Lexie Brown

Personal information
- Born: 28 May 2011 (age 15) Nambucca Heads, New South Wales, Australia

Sport
- Sport: Para-athletics
- Disability class: F47
- Events: 100 metres 200 metres

Medal record
Para-athletics
Representing Australia
World Championships
| Bronze medal – third place | 2025 New Delhi | Universal 4 × 100 m relay |

= Lexie Brown (athlete) =

Australian para-athlete (born 2011)

Lexie Brown (born 28 May 2011) is an Australian track and field athlete competing in F47 sprinting events. At the World Para Athletics Championships, she has won a bronze medal.

==Early life and education==
Lexie Brown was born in Nambucca Heads, New South Wales to a family of Indigenous Australian descent (Gumbaynggirr and Gamilaraay).

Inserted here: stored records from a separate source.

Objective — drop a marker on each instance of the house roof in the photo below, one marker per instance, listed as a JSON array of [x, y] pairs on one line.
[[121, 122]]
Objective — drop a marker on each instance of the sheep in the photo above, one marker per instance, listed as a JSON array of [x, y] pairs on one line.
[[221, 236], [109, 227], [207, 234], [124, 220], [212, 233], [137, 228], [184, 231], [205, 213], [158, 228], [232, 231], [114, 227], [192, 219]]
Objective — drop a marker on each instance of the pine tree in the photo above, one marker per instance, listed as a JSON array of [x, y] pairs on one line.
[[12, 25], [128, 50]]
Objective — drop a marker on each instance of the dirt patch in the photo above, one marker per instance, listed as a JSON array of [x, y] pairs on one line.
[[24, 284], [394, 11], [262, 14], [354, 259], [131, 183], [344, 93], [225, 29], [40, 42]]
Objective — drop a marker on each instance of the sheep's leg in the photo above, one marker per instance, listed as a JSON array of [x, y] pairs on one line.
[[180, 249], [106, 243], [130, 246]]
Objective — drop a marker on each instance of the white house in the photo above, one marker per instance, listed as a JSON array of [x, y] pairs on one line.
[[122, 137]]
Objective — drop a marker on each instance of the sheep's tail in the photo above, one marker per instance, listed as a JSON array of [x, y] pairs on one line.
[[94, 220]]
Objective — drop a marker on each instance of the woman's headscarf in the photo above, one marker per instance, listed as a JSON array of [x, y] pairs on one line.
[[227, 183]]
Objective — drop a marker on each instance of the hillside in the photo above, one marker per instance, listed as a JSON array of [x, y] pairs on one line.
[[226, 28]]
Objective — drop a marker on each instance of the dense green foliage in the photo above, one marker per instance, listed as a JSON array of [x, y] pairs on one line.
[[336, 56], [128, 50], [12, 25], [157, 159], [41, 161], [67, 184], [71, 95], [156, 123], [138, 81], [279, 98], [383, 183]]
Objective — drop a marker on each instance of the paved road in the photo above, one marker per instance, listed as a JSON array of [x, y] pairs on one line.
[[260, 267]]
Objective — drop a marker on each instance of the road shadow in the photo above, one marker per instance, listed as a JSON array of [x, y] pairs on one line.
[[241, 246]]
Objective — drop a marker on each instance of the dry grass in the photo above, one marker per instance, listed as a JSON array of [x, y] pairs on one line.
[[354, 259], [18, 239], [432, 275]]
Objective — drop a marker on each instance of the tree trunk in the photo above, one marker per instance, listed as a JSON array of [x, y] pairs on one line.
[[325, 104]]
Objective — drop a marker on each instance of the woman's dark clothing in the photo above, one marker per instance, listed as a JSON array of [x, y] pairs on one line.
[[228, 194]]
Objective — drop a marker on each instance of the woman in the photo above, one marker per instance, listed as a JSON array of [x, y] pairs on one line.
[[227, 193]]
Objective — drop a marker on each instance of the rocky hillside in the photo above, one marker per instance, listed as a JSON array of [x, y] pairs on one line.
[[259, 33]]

Born with a lower left arm amputation, she was encouraged by her school sports teacher to take up multi-class sport. She is a student at Nambucca Heads High School.

==Career==
Brown smashed state records in the 100m, 200m, and long jump, while also serving as Team Captain of NSW in 2023. She had also broke multiple national age records, including a 200m time of 27.53.

In July 2025, Brown was named to the Australian team to compete at the 2025 World Para Athletics Championships, where she was the youngest competitor in the delegation and made her international debut. In the 100 metres and 200 metres events respectively, she posted a time of 13.12 and 26.87, eliminating her in the first round in these events but nonetheless set her personal best. She was then part of the Australian team that won the bronze medal in the universal 4 × 100 metres relay event.